The pedestal upon which I've placed Aliens is, of course, partly due to those memories; but there are a few more reasons why I'd claim that it's the Best Film Ever Made, against which all other sci-fi films must be compared and, inevitably, found wanting:

  • The heroine, Ripley, is one of the few really excellent female characters ever to appear on film. She's neither sexless nor a sex object (the appalling Sucker Punch (2011)  is the antithesis of this: a borderline prurient film, where even in the midst of a lethal kick, the heroine's skirt is flying up to show her knickers) . She's someone to be taken seriously, she can carry and use a gun, she doesn't lose her head and/or scream witlessly under pressure, but she cares about the people around her. A genuine role model for women.
  • The dialogue is peerless. It manages to be serious and funny and believable all at the same time: I've never seen a better encapsulation of the cameraderie between soldiers. These are people you'd want to spend time with; and you know they'd have your back.
  • It hasn't aged. It's set in the future, of course, but there's nothing quaint about it, no silver foil, or over-the-top outfits, or hamfisted teleportation, or any of the other features of sci-fi that date badly in comparison with reality. Instead, the sets are utilitarian and the clothing is practical and unflashy.
  • The aliens are still genuinely scary. Sci-fi films are often a disappointment from the moment the monster appears; the build-up and anticipation is better than the reality, the creatures are often all too human. H.R. Giger created a completely believable, absolutely non-human and completely other creature. A creature with concentrated acid for blood...
  • It works on many different levels. As a really scary horror film; as a believable vision of the future; as both an indictment and a celebration of human behaviour; as a paean to teamwork; as a thriller; and as an action movie.

3 comments:

Anonymous said...

Ah! plus ça change, ... yes yes, what a film! A rare thing, a sequel that can stand alone; better than the original some might even say, but one which always was always standing on the shoulders of a giant. Ridley Scott's seminal 'Alien' made in 1979. The character of Ripley (written as a male character and cast as a female, it has been claimed) and the incredible conceptual artwork of HR Geiger common to both films.
Although multiple viewings were as much borne of the mind numbing trawl through the straight-to-video second-rate american pap that built the internal walls of the late '80s video rental store. There wasn't much to chose from frankly. Something easy to forget in this multi-channel on-demand age. Later discoveries of European cinema thanks to the Edinburgh Filmhouse brought the films of Jean-Jacques Beineix, Leo Carax, Krzysztof Kieslowski and so many more. And the video rental store was abandoned. I still like a wee sherry though .... c'est plus la meme chose... (Sister Claire's friend Cathy)

LottieP said...

I think that part of Edinburgh was pretty well served for cinemas, Cathy, and I have fond memories of late night double bills at the Cameo (Blood Simple/Evil Dead?) - a proper cinema, as opposed to the self-conscious austerity of the Filmhouse.

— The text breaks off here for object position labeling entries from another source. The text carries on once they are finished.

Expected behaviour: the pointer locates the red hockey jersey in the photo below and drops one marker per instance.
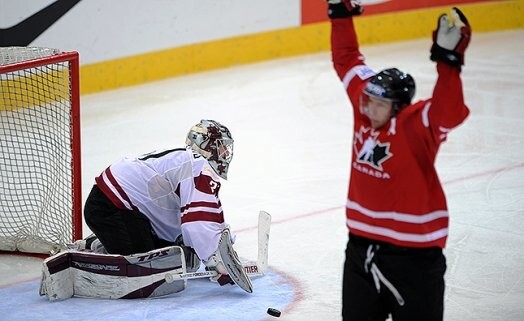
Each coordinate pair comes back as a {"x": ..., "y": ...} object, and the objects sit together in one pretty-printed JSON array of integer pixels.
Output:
[{"x": 394, "y": 193}]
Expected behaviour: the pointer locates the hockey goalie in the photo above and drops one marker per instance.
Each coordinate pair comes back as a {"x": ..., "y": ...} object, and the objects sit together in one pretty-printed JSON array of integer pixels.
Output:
[{"x": 155, "y": 219}]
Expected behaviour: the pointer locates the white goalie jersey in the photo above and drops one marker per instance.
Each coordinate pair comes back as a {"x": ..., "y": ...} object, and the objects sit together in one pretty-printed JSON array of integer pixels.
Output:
[{"x": 178, "y": 192}]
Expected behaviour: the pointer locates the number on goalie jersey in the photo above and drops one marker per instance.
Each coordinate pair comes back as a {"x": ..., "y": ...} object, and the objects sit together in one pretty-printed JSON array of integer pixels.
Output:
[{"x": 140, "y": 204}]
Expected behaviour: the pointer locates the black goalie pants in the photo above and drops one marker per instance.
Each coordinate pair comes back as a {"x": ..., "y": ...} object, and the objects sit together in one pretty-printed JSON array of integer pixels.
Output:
[
  {"x": 120, "y": 231},
  {"x": 410, "y": 282}
]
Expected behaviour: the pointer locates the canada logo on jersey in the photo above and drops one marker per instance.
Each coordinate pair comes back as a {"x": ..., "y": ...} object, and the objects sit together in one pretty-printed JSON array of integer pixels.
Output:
[{"x": 369, "y": 149}]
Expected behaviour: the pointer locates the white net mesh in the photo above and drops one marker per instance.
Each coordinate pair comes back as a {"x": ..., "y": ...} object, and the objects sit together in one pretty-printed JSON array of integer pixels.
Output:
[{"x": 35, "y": 153}]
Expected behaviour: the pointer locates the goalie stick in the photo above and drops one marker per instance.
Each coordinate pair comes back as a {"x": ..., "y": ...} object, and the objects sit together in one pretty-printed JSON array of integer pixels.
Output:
[{"x": 252, "y": 270}]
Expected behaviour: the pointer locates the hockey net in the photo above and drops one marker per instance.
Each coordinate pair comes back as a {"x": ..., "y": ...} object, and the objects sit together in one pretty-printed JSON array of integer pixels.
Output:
[{"x": 40, "y": 177}]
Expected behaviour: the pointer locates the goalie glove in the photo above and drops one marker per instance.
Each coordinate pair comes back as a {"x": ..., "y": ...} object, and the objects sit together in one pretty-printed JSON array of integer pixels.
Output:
[
  {"x": 344, "y": 8},
  {"x": 451, "y": 38},
  {"x": 226, "y": 262}
]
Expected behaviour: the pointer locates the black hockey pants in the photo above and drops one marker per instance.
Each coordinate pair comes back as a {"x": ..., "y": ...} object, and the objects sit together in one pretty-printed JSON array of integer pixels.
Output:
[{"x": 382, "y": 279}]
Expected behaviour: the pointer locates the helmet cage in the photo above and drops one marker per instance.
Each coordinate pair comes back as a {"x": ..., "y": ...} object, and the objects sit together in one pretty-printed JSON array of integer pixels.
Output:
[
  {"x": 213, "y": 141},
  {"x": 392, "y": 85}
]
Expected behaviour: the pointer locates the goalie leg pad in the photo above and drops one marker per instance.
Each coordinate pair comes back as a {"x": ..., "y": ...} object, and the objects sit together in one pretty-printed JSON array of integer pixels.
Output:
[
  {"x": 87, "y": 274},
  {"x": 232, "y": 263}
]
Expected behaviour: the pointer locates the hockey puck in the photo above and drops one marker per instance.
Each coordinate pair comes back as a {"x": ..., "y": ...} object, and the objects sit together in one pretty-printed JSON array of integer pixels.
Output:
[{"x": 274, "y": 312}]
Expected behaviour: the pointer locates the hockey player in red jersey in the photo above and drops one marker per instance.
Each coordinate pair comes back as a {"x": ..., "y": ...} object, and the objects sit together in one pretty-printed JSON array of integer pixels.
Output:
[
  {"x": 396, "y": 208},
  {"x": 166, "y": 198}
]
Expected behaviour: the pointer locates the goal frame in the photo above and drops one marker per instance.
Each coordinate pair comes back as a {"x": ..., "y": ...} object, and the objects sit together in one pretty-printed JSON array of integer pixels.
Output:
[{"x": 72, "y": 58}]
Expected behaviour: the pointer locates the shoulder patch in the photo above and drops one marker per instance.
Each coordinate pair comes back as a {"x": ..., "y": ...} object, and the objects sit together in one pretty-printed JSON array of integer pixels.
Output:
[
  {"x": 206, "y": 184},
  {"x": 364, "y": 72}
]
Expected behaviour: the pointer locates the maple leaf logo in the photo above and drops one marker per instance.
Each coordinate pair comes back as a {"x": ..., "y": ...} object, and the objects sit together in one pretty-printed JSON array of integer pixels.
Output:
[{"x": 369, "y": 149}]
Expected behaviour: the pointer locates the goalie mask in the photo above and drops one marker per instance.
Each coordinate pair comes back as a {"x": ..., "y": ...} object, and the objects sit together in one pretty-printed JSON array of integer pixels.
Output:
[
  {"x": 213, "y": 141},
  {"x": 393, "y": 85}
]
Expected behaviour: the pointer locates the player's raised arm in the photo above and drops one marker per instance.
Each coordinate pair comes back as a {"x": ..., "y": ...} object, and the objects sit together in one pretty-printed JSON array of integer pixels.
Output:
[
  {"x": 344, "y": 41},
  {"x": 450, "y": 40}
]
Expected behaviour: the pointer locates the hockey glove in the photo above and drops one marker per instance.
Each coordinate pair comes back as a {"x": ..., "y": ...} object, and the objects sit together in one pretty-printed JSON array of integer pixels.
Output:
[
  {"x": 451, "y": 38},
  {"x": 343, "y": 8}
]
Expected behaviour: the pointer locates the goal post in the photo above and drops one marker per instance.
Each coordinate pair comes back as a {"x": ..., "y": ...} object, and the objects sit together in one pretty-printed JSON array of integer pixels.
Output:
[{"x": 40, "y": 167}]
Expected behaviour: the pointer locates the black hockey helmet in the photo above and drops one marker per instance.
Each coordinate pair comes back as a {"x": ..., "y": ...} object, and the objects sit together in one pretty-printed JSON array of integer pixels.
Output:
[{"x": 394, "y": 85}]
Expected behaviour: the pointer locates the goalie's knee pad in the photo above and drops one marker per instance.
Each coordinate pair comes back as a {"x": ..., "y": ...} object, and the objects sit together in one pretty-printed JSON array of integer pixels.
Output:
[
  {"x": 225, "y": 261},
  {"x": 87, "y": 274}
]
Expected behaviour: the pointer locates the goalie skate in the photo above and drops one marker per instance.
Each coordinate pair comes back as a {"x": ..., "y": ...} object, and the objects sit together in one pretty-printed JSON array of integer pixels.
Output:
[{"x": 232, "y": 263}]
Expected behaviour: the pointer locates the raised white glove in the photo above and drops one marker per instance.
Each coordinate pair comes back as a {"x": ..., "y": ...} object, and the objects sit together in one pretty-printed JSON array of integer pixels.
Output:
[{"x": 451, "y": 38}]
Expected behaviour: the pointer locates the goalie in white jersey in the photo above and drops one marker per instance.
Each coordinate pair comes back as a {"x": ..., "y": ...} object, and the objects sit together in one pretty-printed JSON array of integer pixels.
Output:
[{"x": 165, "y": 198}]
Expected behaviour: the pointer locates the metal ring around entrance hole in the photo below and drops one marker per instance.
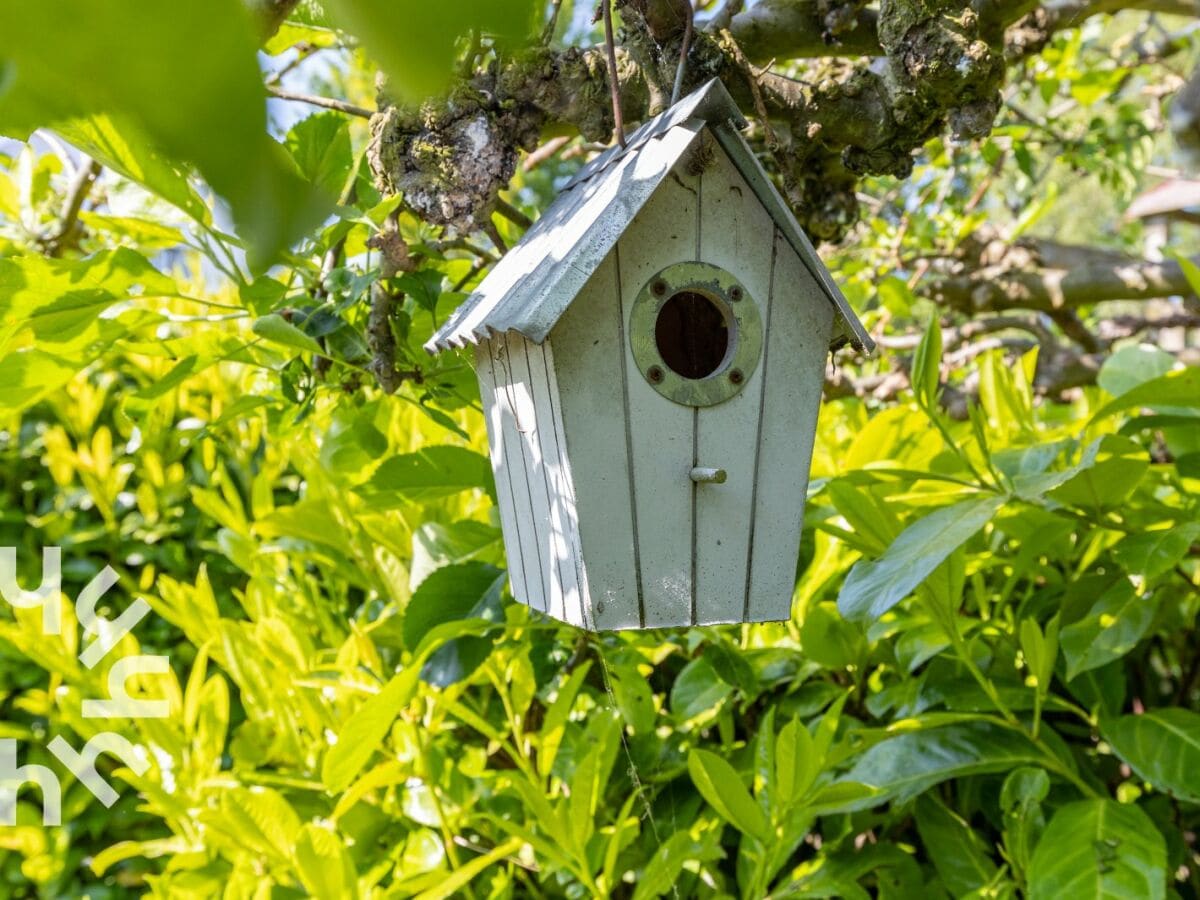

Haven't tasted QC sherry in years, but I'm sure it would bring back total recall of Friday nights at Gilmore Place and your slowly decaying and much-played tape of John Sessions' solo stand up ("Could be... who knows..." and "Let the oiled-up man beat the gong for no apparent reason!").

Claire said...

And don't forget The Fighting Temeraire. I would love to see that video again.